I get by with a little help from my friends

Excuse me while I ramble on a bit. I need to post a little shout-out to some special people in my life. As a few of my friends sometimes say: I have all the feels right now. 

Throughout my life, I have never been one of those people with a lot of friends but I have been very lucky that the ones I have are really awesome. Honestly, I am not sure if the word awesome really describes them. There isn't a word in the dictionary that could come close to how great these people really are. 

They are always there to cheer me on and to bring wine when necessary. They call me on my sh*t and push me to be better. And, when I am in a crisis, and a phone call won't cut it, they drive the hours it takes to get here and show up on my doorstep.

So, really, it should not have come as such a surprise as to how helpful they were after Olivia was born. But in a way, it still was because a lot of days I feel like I don't deserve them.
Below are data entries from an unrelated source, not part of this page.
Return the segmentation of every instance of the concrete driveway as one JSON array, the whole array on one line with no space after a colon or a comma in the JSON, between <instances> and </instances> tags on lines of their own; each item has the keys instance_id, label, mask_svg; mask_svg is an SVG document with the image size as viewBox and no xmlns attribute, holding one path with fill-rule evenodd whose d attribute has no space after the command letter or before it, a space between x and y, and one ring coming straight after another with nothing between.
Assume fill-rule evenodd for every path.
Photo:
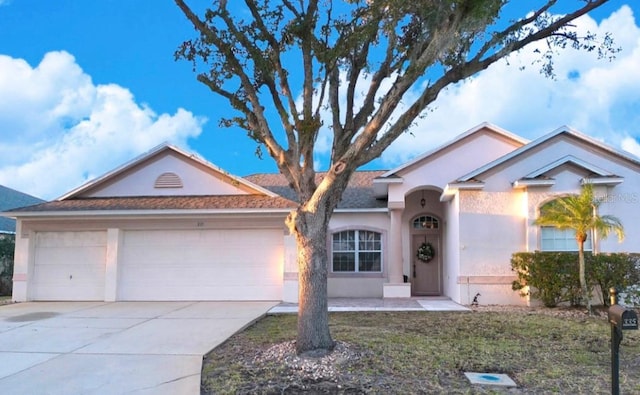
<instances>
[{"instance_id":1,"label":"concrete driveway","mask_svg":"<svg viewBox=\"0 0 640 395\"><path fill-rule=\"evenodd\" d=\"M199 394L202 356L276 304L0 306L0 394Z\"/></svg>"}]
</instances>

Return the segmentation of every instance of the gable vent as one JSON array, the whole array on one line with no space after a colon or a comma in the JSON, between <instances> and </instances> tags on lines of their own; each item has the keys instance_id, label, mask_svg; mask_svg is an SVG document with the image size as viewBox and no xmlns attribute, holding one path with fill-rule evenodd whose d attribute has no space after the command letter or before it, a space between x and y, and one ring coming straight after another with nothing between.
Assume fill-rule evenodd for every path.
<instances>
[{"instance_id":1,"label":"gable vent","mask_svg":"<svg viewBox=\"0 0 640 395\"><path fill-rule=\"evenodd\" d=\"M156 178L154 188L182 188L182 179L176 173L162 173Z\"/></svg>"}]
</instances>

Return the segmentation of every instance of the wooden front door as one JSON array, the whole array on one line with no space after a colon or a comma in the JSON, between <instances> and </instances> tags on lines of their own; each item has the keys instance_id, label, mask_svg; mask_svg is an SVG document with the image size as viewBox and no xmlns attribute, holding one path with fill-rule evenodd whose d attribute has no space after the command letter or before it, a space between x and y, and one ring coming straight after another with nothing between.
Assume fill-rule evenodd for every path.
<instances>
[{"instance_id":1,"label":"wooden front door","mask_svg":"<svg viewBox=\"0 0 640 395\"><path fill-rule=\"evenodd\" d=\"M433 259L424 262L418 259L417 251L422 243L430 243L435 251ZM440 235L413 234L411 240L411 292L414 295L438 296L442 294L442 253Z\"/></svg>"}]
</instances>

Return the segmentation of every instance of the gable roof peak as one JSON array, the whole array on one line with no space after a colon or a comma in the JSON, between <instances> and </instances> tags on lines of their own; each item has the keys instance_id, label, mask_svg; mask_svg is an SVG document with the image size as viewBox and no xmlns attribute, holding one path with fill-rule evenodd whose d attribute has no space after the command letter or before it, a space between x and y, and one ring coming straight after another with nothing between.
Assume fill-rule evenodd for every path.
<instances>
[{"instance_id":1,"label":"gable roof peak","mask_svg":"<svg viewBox=\"0 0 640 395\"><path fill-rule=\"evenodd\" d=\"M622 158L624 160L627 160L631 163L633 163L636 166L640 166L640 159L638 159L637 157L635 157L633 154L627 152L627 151L622 151L619 149L616 149L608 144L605 144L604 142L597 140L589 135L586 135L582 132L579 132L577 129L572 128L571 126L567 126L567 125L563 125L560 126L559 128L551 131L550 133L547 133L545 135L543 135L542 137L539 137L533 141L531 141L530 143L523 145L522 147L515 149L511 152L509 152L508 154L487 163L486 165L479 167L478 169L472 171L471 173L467 173L464 176L462 176L458 181L464 182L464 181L468 181L474 177L479 176L482 173L485 173L486 171L501 165L504 162L507 162L508 160L515 158L519 155L522 155L524 152L527 152L537 146L540 146L548 141L553 140L554 138L565 134L565 135L569 135L569 136L573 136L579 140L582 140L584 142L586 142L587 144L591 144L593 146L596 146L600 149L602 149L605 152L608 152L610 154L613 154L619 158Z\"/></svg>"},{"instance_id":2,"label":"gable roof peak","mask_svg":"<svg viewBox=\"0 0 640 395\"><path fill-rule=\"evenodd\" d=\"M520 137L520 136L518 136L516 134L513 134L513 133L509 132L508 130L503 129L500 126L497 126L497 125L495 125L495 124L493 124L491 122L485 121L485 122L482 122L482 123L472 127L471 129L468 129L467 131L457 135L453 139L445 142L444 144L442 144L442 145L440 145L440 146L438 146L438 147L436 147L434 149L431 149L431 150L423 153L422 155L417 156L413 160L410 160L409 162L406 162L406 163L396 167L395 169L391 169L391 170L385 172L384 174L380 175L380 177L378 177L378 178L382 179L382 178L392 177L392 176L396 175L396 173L398 173L399 171L401 171L403 169L406 169L406 168L414 165L415 163L418 163L418 162L422 161L423 159L435 154L436 152L442 151L442 150L444 150L444 149L456 144L457 142L459 142L461 140L464 140L465 138L467 138L467 137L469 137L469 136L471 136L473 134L476 134L476 133L478 133L478 132L480 132L482 130L487 130L487 129L492 131L492 132L494 132L494 133L496 133L496 134L498 134L498 135L500 135L500 136L502 136L502 137L505 137L505 138L507 138L509 140L513 140L513 141L517 142L520 145L525 145L525 144L529 143L528 139L525 139L525 138Z\"/></svg>"},{"instance_id":3,"label":"gable roof peak","mask_svg":"<svg viewBox=\"0 0 640 395\"><path fill-rule=\"evenodd\" d=\"M89 189L102 184L108 180L111 180L115 177L117 177L120 174L123 174L125 171L127 171L128 169L133 168L134 166L150 159L153 158L157 155L160 155L161 153L165 152L165 151L172 151L175 152L176 154L178 154L179 156L182 156L184 158L188 158L190 160L193 160L195 162L200 163L201 165L213 170L214 172L217 172L219 174L224 175L225 177L230 178L233 182L237 182L238 184L244 185L246 187L249 187L250 189L262 193L266 196L269 197L276 197L277 194L271 192L270 190L261 187L260 185L257 185L253 182L250 182L248 180L245 180L241 177L235 176L225 170L223 170L222 168L214 165L213 163L207 161L206 159L202 158L201 156L199 156L198 154L194 153L194 152L189 152L186 151L178 146L175 146L173 144L170 144L168 142L163 142L159 145L156 145L155 147L151 148L150 150L148 150L147 152L144 152L138 156L136 156L135 158L131 159L130 161L124 163L123 165L120 165L119 167L116 167L115 169L94 178L93 180L90 180L84 184L82 184L81 186L77 187L76 189L73 189L69 192L67 192L66 194L60 196L57 199L54 199L55 201L60 201L60 200L65 200L65 199L69 199L69 198L73 198L73 197L77 197L79 194L88 191Z\"/></svg>"}]
</instances>

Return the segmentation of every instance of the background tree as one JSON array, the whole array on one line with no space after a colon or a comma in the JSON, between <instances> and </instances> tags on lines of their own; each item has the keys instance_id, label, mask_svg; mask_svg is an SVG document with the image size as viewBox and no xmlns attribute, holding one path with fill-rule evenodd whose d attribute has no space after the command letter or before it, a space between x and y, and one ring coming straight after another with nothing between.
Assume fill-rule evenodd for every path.
<instances>
[{"instance_id":1,"label":"background tree","mask_svg":"<svg viewBox=\"0 0 640 395\"><path fill-rule=\"evenodd\" d=\"M527 44L546 41L548 75L566 46L615 52L609 37L598 44L571 25L607 0L576 0L562 15L552 14L555 0L535 1L510 22L499 18L506 0L217 0L198 12L175 2L198 34L176 58L193 62L198 80L228 100L236 113L222 125L246 130L299 197L287 219L298 247L298 352L333 346L325 240L357 168L408 131L444 88ZM332 150L318 181L314 146L323 126Z\"/></svg>"},{"instance_id":2,"label":"background tree","mask_svg":"<svg viewBox=\"0 0 640 395\"><path fill-rule=\"evenodd\" d=\"M0 234L0 296L11 295L16 236Z\"/></svg>"},{"instance_id":3,"label":"background tree","mask_svg":"<svg viewBox=\"0 0 640 395\"><path fill-rule=\"evenodd\" d=\"M607 238L611 232L615 232L620 241L624 238L624 228L618 218L598 214L601 203L601 200L594 196L593 186L586 184L579 195L563 196L542 206L540 216L535 221L536 225L575 231L578 243L580 289L582 300L589 313L591 313L592 295L585 277L584 243L589 234L594 232L603 239Z\"/></svg>"}]
</instances>

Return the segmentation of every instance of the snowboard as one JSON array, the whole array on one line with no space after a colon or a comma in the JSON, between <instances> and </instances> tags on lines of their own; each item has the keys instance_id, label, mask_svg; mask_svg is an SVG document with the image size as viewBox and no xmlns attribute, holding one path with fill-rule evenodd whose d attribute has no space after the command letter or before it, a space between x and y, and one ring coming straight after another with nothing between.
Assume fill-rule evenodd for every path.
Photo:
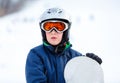
<instances>
[{"instance_id":1,"label":"snowboard","mask_svg":"<svg viewBox=\"0 0 120 83\"><path fill-rule=\"evenodd\" d=\"M104 83L101 65L86 56L69 60L65 66L64 78L66 83Z\"/></svg>"}]
</instances>

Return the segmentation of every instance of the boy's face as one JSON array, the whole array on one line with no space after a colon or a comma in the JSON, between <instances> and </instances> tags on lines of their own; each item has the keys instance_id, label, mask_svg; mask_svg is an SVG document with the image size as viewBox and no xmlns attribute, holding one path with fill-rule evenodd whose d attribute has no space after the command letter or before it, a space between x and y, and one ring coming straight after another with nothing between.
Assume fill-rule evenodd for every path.
<instances>
[{"instance_id":1,"label":"boy's face","mask_svg":"<svg viewBox=\"0 0 120 83\"><path fill-rule=\"evenodd\" d=\"M63 32L58 33L55 30L52 30L51 32L46 32L47 41L51 45L58 45L62 40L62 36L63 36Z\"/></svg>"}]
</instances>

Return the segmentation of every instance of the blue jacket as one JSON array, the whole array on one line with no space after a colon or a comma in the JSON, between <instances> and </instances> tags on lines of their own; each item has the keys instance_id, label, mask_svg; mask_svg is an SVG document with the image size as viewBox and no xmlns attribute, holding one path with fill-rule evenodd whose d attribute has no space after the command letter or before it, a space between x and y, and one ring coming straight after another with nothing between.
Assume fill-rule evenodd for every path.
<instances>
[{"instance_id":1,"label":"blue jacket","mask_svg":"<svg viewBox=\"0 0 120 83\"><path fill-rule=\"evenodd\" d=\"M82 54L69 46L56 54L52 46L40 45L30 50L26 60L27 83L65 83L64 68L73 57Z\"/></svg>"}]
</instances>

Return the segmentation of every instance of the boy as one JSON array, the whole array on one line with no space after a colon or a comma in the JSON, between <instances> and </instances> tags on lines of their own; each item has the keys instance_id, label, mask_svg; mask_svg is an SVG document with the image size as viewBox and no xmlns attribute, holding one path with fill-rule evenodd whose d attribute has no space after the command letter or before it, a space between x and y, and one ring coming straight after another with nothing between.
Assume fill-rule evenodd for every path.
<instances>
[{"instance_id":1,"label":"boy","mask_svg":"<svg viewBox=\"0 0 120 83\"><path fill-rule=\"evenodd\" d=\"M43 44L30 50L26 60L27 83L65 83L64 68L73 57L82 56L73 50L69 42L71 20L69 15L59 8L47 9L40 18ZM101 59L92 54L100 64Z\"/></svg>"}]
</instances>

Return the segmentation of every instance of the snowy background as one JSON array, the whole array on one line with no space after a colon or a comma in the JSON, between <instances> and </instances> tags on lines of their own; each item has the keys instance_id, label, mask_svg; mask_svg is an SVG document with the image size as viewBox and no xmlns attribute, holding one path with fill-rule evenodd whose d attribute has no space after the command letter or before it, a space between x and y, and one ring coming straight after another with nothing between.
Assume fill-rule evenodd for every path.
<instances>
[{"instance_id":1,"label":"snowy background","mask_svg":"<svg viewBox=\"0 0 120 83\"><path fill-rule=\"evenodd\" d=\"M50 7L71 14L73 48L102 58L105 83L120 83L120 0L27 1L20 11L0 17L0 83L26 83L26 57L42 43L38 21Z\"/></svg>"}]
</instances>

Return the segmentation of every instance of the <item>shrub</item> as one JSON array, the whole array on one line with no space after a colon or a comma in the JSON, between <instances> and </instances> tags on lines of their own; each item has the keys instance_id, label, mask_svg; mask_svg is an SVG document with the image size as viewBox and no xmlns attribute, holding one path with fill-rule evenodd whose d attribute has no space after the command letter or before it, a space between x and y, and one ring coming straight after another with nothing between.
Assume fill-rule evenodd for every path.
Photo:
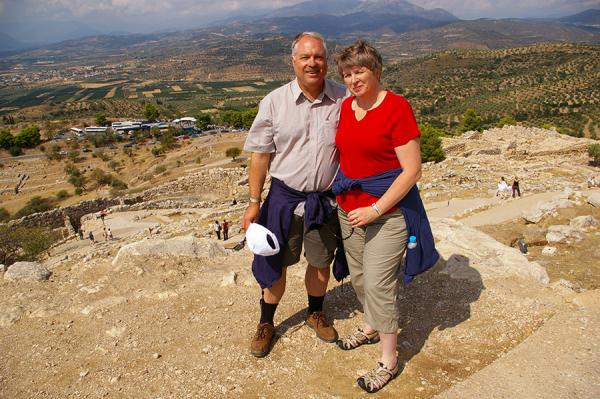
<instances>
[{"instance_id":1,"label":"shrub","mask_svg":"<svg viewBox=\"0 0 600 399\"><path fill-rule=\"evenodd\" d=\"M51 161L58 161L58 160L62 159L60 150L61 150L61 148L58 144L52 144L50 146L49 151L46 153L46 157Z\"/></svg>"},{"instance_id":2,"label":"shrub","mask_svg":"<svg viewBox=\"0 0 600 399\"><path fill-rule=\"evenodd\" d=\"M155 157L159 156L162 151L158 147L152 147L152 155Z\"/></svg>"},{"instance_id":3,"label":"shrub","mask_svg":"<svg viewBox=\"0 0 600 399\"><path fill-rule=\"evenodd\" d=\"M81 187L75 187L75 194L77 194L77 195L83 194L83 188L81 188Z\"/></svg>"},{"instance_id":4,"label":"shrub","mask_svg":"<svg viewBox=\"0 0 600 399\"><path fill-rule=\"evenodd\" d=\"M6 222L9 219L10 219L10 213L4 208L0 208L0 222Z\"/></svg>"},{"instance_id":5,"label":"shrub","mask_svg":"<svg viewBox=\"0 0 600 399\"><path fill-rule=\"evenodd\" d=\"M96 182L99 186L104 186L111 183L111 175L104 172L100 168L92 170L90 178Z\"/></svg>"},{"instance_id":6,"label":"shrub","mask_svg":"<svg viewBox=\"0 0 600 399\"><path fill-rule=\"evenodd\" d=\"M156 173L157 175L166 172L167 167L165 165L159 165L156 168L154 168L154 173Z\"/></svg>"},{"instance_id":7,"label":"shrub","mask_svg":"<svg viewBox=\"0 0 600 399\"><path fill-rule=\"evenodd\" d=\"M112 160L108 163L108 167L114 170L115 172L117 171L117 169L119 169L119 165L119 162L115 160Z\"/></svg>"},{"instance_id":8,"label":"shrub","mask_svg":"<svg viewBox=\"0 0 600 399\"><path fill-rule=\"evenodd\" d=\"M498 121L496 126L498 126L498 127L503 127L506 125L514 126L516 124L517 124L517 121L514 120L512 116L503 116L502 118L500 118L500 120Z\"/></svg>"},{"instance_id":9,"label":"shrub","mask_svg":"<svg viewBox=\"0 0 600 399\"><path fill-rule=\"evenodd\" d=\"M232 161L235 161L235 158L239 157L242 153L242 150L239 147L231 147L225 151L225 156L231 157Z\"/></svg>"},{"instance_id":10,"label":"shrub","mask_svg":"<svg viewBox=\"0 0 600 399\"><path fill-rule=\"evenodd\" d=\"M592 144L588 147L588 154L596 165L600 165L600 144Z\"/></svg>"},{"instance_id":11,"label":"shrub","mask_svg":"<svg viewBox=\"0 0 600 399\"><path fill-rule=\"evenodd\" d=\"M81 158L79 158L79 151L77 151L77 150L69 151L69 153L67 154L67 158L69 158L69 160L71 162L80 162L81 161Z\"/></svg>"},{"instance_id":12,"label":"shrub","mask_svg":"<svg viewBox=\"0 0 600 399\"><path fill-rule=\"evenodd\" d=\"M19 155L23 154L23 150L21 149L21 147L13 146L8 149L8 153L13 157L18 157Z\"/></svg>"},{"instance_id":13,"label":"shrub","mask_svg":"<svg viewBox=\"0 0 600 399\"><path fill-rule=\"evenodd\" d=\"M125 184L124 181L122 181L114 176L111 176L110 185L112 188L114 188L116 190L125 190L127 188L127 184Z\"/></svg>"},{"instance_id":14,"label":"shrub","mask_svg":"<svg viewBox=\"0 0 600 399\"><path fill-rule=\"evenodd\" d=\"M69 192L67 190L60 190L59 192L56 193L56 199L59 201L62 201L64 199L69 198Z\"/></svg>"},{"instance_id":15,"label":"shrub","mask_svg":"<svg viewBox=\"0 0 600 399\"><path fill-rule=\"evenodd\" d=\"M440 162L446 158L442 149L442 132L431 125L424 125L421 130L421 162Z\"/></svg>"},{"instance_id":16,"label":"shrub","mask_svg":"<svg viewBox=\"0 0 600 399\"><path fill-rule=\"evenodd\" d=\"M8 129L0 129L0 148L8 150L14 145L15 138Z\"/></svg>"},{"instance_id":17,"label":"shrub","mask_svg":"<svg viewBox=\"0 0 600 399\"><path fill-rule=\"evenodd\" d=\"M202 158L201 157L196 157L196 163L197 164L201 164L202 163Z\"/></svg>"},{"instance_id":18,"label":"shrub","mask_svg":"<svg viewBox=\"0 0 600 399\"><path fill-rule=\"evenodd\" d=\"M40 196L33 197L27 204L15 213L15 219L22 218L23 216L31 215L33 213L45 212L50 209L56 208L54 201L50 198L42 198Z\"/></svg>"}]
</instances>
I have watched them step up time and time again and I really can't believe I have them in my life. 

My friends set up a Google calendar with Rich's travel schedule for work and they each signed up to stay with me while he was gone. Sometimes this was on the weekends but it was mostly during the week when they would have to use vacation time. 

Others brought food or cooked us meals. They did my laundry without asking. They cleaned my kitchen, organized my linen closet, and vacuumed my floors. They walked my dog. 

Those that couldn't visit texted, called, and sent food. They listened to me tell the truth.

No, everything is not perfect. She screamed for three hours last night. I am exhausted. 

But what helped the most of everything: They kept reminding me that I was doing a good job.

I am not the only one who lucked out, though. Olivia now has a great bunch of beautiful intelligent aunties to help guide her through life. Some children may only grow up with one role model. With this group, she has a whole lot of them.

With all of their help over the past few months, I keep wondering how I could ever make it up to them. I am not sure if I can. But they don't expect anything in return. These are no-strings-attached friendships. That is just what we do for each other. We show up.